J.K. Simmons ha vinto come miglior attore non protagonista per Whiplash, film d’esordio di Damien Chazelle.

Al giovane Eddie Redmayneche che interpreta Stephen Hawking ne La teoria del tutto (film vincitore anche per la colonna sonora) invece è andato il premio come miglior attore protagonista drammatico.

Per il miglior film in lingua straniera a trionfare è stato, a sorpresa, il russo Leviathan, già vincitore a Cannes per la migliore sceneggiatura, del talentuoso Andrej Zvjagincev.

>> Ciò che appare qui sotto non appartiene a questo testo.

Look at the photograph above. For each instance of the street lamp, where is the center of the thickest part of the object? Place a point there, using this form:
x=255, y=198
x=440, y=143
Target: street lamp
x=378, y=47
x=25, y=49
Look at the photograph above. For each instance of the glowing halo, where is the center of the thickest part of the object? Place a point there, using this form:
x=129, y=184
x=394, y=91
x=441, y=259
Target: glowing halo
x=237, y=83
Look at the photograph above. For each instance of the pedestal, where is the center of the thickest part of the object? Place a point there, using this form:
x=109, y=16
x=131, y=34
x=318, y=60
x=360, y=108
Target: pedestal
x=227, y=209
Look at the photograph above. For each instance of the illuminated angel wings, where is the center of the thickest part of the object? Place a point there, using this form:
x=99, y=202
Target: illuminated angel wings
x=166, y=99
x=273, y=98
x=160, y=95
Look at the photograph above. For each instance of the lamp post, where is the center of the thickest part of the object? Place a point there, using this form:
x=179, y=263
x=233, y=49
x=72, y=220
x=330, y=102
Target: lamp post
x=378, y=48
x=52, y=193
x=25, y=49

L’evento, segnato dalle recenti vicende parigine, ha permesso ad alcuni artisti di esprimere la loro solidarietà, l’attore Jared Leto è stato il primo a ricordare l’attentato alla redazione di Charlie Hebdo e ha annunciato: “Je suis Charlie”.

Il premio De Mille è andato a George Clooney. “I milioni che hanno manifestato oggi a Parigi e in tutto il mondo hanno marciato a sostegno dell’idea che non cammineremo nella paura. Je suis Charlie”: queste le parole di Clooney che hanno concluso il discorso di ringraziamento dopo aver ricevuto il premio speciale.